The majority of 5G SA network deployments will stick to telco cloud, a new report asserts.

The revenue for 5G workloads hosted on public cloud services will increase at a compound annual growth rate of 88% between now and 2026, totaling $4.6 billion over that time. What’s more, the majority of 5G Standalone (SA) networks will be in telco clouds rather than public cloud, according to a new report published by Dell’Oro Group. 

Dave Bolan, research director at Dell’Oro Group, acknowledged that at first glance the numbers look very conservative, at least if the press releases from hyperscale cloud service providers is any indication. Hyperscalers have limited opportunity to penetrate the telco cloud market, said Bolan, because mobile network operators are already committing to telco cloud deployments.

Bolan framed the potential opportunity for 5G component manufacturers, equipment vendors, and service providers.

“The new 5G SA network architecture with Containerized Network Functions (CNFs) has this prerequisite design feature that enables 5G network functions to run in a Public Cloud These changes allow the MNOs to have a ‘web-scale’ Telco Cloud that can expand and contract with user demand for differentiated services. At the same time, the 5G Core enables multi-access edge computing (MEC) opening the door for MNOs to deliver low-latency services for real-time and near-real-time enterprise applications,” wrote Bolan.

The report focuses on the burgeoning market of software and infrastructure services that can shift telco cloud workloads to public cloud deployments. These include 5G Mobile Core Network (MCN) functions: 5G core control plane and user plane, policy and subscriber data management; IP Multimedia Subsystem (IMS) core software functions like Session Border Controller (SBC), Voice Application Server (VAS), and Call Session Control Function (CSCF) and virtual Radio Access Network (vRAN) solutions.
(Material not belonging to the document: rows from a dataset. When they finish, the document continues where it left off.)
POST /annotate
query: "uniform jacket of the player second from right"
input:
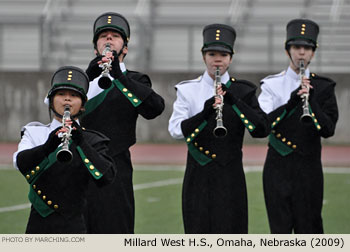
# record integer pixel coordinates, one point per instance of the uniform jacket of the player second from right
(187, 120)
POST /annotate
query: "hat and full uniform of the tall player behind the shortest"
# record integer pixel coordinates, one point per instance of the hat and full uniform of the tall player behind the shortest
(114, 111)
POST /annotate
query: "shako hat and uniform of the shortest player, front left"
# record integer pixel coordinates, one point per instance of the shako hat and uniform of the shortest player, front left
(58, 190)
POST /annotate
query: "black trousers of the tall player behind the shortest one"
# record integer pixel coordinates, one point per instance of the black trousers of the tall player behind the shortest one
(111, 208)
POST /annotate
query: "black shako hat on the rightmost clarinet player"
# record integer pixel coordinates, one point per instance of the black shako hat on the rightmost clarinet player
(302, 32)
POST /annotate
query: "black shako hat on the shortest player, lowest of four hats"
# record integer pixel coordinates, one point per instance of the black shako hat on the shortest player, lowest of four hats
(70, 77)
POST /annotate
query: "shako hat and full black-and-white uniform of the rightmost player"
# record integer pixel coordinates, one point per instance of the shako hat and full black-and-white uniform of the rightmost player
(292, 176)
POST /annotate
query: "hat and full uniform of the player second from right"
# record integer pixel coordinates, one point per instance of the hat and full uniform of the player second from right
(214, 198)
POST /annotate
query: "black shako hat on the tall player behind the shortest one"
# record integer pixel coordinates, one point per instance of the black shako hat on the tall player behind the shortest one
(112, 21)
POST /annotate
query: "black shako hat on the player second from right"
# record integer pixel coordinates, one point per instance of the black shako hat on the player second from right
(218, 37)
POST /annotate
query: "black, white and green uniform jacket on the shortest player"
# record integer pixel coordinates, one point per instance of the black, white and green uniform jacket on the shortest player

Infrastructure powering that change includes servers and storage.

“Most of the [Hyperscale Cloud Provider, or HCP] press releases are about HCPs adding network solutions for enterprises that desire 5G device connectivity via a hybrid cloud at the edge location,” Bolan explained. “Our projections are for public cloud revenues, not hybrid clouds at the edge of the networks.”

Dell’Oro counted 27 5G SA networks in commercial deployment at the time of the report, with only one mobile operator running 5G workloads in a public cloud environment. The other 26 are running their own telco clouds, the report noted.
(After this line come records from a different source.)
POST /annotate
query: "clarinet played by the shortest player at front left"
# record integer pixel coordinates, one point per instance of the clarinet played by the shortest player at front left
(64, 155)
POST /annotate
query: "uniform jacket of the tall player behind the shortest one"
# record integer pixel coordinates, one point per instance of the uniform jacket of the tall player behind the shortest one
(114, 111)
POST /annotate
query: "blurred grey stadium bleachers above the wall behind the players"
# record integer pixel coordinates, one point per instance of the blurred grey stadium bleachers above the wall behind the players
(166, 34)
“Further findings show that another 130 MNOs have already cut contracts with 5G core vendors to deploy their own telco clouds, and two MNOs have committed to run their networks in the public cloud,” said Bolan.

Bolan believes hyperscalers are focusing their attention on enterprise opportunities around network edge deployments, either on their own or partnered with a Communication Service Provider (CSP) to integrate services inside the telco cloud.

“Longer term there is much more opportunity for the HCPs to host 5G workloads in their public clouds with 75 5G Non-Standalone (5G NSA) MNOs and another 600 LTE MNOs still to announce their 5G SA plans,” writes Bolan.